We see change around us all the time. Services we use change. They are always going to be looking for ways to grow share, and investors in these services want them to grow share too. We want companies and services we like to succeed. But what if the only investment we have in something is our time and energy? I liken it to spending the day building a sand castle only to have the tide wash it away. But facebook didn’t wash away our sand castles, they just changed them a bit, and the reaction was spoiled child silly and made me want to avoid the environment for a few days. As someone said to me on Twitter, these are first world problems, and frankly I was embarrassed to be part of the first world this week.
It seems the #1 complaint people have with facebook is that our info is not private and that facebook makes money off of us. Well, I hate to tell you this, but our info isn’t private. Every single thing we do in every store is watched; our purchasing behaviour is watched and sold to companies that can build profit from it. There are even people studying our eye movement in stores to see how we shop, what aisle we’re most likely to next go to, what demographic we fit in to.
But what is it really all about?
In a nutshell – They want to know what’s most likely to be our next purchase and how they can be the ones to sell it to us. And THAT is IT.
The only value our personal information has is to know how to leverage it to make more money from us through our purchases or in facebook’s case, our presence, period.
So why do we fear this so much given it is the consumer climate of the day and really started with the corner store owner 2 centuries ago, who wanted to make sure he had everything his customers wanted and needed so he could be the one to sell it to them.
Here’s the basic reason I am not offended by this: They can study my behaviour all they want, they can assume that because I like baked beans I also like lima beans and they’d be wrong. They can plaster the side of my page with ads for lima beans and it is never going to make me want to buy lima beans.

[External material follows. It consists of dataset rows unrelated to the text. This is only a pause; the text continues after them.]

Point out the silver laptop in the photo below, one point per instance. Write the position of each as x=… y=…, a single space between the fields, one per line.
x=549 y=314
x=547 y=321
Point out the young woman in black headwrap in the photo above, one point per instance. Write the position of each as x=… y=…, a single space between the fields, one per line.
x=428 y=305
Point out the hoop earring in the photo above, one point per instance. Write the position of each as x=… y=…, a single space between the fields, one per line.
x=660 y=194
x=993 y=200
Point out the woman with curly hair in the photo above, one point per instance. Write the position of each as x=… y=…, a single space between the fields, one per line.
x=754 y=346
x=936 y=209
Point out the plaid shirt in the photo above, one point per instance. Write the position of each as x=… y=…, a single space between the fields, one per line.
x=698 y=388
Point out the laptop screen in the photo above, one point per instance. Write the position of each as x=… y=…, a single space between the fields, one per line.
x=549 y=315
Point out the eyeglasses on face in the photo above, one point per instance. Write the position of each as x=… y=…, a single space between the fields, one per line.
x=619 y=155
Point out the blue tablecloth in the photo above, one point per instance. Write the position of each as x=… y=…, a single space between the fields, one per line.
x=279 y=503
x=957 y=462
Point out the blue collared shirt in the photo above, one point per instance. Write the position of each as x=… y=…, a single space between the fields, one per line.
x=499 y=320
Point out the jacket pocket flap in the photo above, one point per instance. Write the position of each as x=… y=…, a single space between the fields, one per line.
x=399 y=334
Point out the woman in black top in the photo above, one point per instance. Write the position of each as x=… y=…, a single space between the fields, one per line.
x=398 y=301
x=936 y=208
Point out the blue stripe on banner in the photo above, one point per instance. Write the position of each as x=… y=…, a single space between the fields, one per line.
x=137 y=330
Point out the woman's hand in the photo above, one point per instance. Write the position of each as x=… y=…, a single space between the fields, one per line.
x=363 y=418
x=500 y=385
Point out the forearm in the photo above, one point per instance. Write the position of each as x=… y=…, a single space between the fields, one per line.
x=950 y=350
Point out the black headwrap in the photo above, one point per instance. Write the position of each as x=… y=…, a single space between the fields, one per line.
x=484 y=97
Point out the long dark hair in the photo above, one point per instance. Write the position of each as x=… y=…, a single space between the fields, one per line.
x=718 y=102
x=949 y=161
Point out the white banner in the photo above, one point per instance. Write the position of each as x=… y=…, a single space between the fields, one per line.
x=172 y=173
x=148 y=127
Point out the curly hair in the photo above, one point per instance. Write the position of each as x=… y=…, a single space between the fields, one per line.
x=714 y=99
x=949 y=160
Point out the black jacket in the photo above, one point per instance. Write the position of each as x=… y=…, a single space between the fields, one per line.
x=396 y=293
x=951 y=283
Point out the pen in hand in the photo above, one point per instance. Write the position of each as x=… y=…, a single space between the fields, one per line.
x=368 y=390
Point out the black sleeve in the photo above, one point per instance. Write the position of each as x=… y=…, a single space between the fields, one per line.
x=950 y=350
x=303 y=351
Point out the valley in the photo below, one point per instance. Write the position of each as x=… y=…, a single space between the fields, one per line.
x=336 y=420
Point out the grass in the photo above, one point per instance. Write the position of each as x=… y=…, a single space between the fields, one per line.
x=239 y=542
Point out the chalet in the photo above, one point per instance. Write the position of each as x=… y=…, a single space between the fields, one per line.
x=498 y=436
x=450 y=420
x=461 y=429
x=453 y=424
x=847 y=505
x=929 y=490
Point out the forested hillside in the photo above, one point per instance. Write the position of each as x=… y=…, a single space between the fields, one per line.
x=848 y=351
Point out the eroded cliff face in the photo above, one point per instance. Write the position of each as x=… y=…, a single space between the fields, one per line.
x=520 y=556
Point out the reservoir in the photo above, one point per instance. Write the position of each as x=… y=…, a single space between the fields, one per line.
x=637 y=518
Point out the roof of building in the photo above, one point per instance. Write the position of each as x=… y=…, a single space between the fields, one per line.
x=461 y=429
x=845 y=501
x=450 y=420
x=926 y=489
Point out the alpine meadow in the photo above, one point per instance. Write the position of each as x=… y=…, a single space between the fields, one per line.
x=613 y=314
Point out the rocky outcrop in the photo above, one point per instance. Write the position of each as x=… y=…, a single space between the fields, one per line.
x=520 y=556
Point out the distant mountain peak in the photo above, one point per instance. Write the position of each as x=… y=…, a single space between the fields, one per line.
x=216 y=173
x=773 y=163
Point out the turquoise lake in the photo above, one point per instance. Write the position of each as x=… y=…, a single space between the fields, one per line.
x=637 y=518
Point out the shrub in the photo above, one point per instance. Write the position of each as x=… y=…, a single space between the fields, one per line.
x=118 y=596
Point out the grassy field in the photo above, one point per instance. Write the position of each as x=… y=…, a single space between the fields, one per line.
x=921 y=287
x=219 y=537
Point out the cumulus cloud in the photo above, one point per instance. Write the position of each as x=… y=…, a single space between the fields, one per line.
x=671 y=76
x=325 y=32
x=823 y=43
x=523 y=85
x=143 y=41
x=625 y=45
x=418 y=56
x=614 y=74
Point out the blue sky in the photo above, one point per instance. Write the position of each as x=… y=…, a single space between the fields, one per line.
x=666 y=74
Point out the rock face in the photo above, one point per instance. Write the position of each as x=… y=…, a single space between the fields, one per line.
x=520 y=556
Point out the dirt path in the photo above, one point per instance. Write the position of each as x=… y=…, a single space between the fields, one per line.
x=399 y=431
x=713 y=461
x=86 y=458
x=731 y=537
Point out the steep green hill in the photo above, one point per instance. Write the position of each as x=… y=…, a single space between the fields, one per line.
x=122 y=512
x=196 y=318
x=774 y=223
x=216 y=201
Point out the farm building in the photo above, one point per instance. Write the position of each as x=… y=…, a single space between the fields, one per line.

What the outcry this week translated to for me, was that people don’t feel they have any control over anything, and they want control.
But here’s the thing – you have the ultimate control because you are the one with the wallet. You get to decide. You get to decide with money and you get to decide with your time. If you don’t like what facebook is doing, then leave facebook, stop clicking on their ads, stop being one of their numbers, but, don’t ever assume because you posted your best baked beans recipe on there that it was private. Nothing you post on the internet anywhere is truly private, and that has been proven over and over again.
Why did this response irk me so much? Because there are REAL WORLD PROBLEMS we’re faced with these days. Climate change will kill us, and probably pretty soon, if we don’t get it under control. Millions of people are starving in Africa. Species are falling off at record rates because of our relentless desire to acquire.
I wish the world populace (or at least the facebook populace) would get over themselves just for one moment and get that fired up about things that really do matter. I don’t think anyone recovering from the tsunami in Japan or the drought in Africa or the dissolution of leadership in the Arab world would feel too sorry for us because facebook made a few changes. I don’t think they would care if anyone was using their personal information either; all they care about is how they’re going to survive another day. How would you feel if the cards were reversed?
I am wishing you a week of perspective and tolerance and outreach, and perhaps even a week of generosity. The more you give of yourself, the less you feel things are being taken away from you.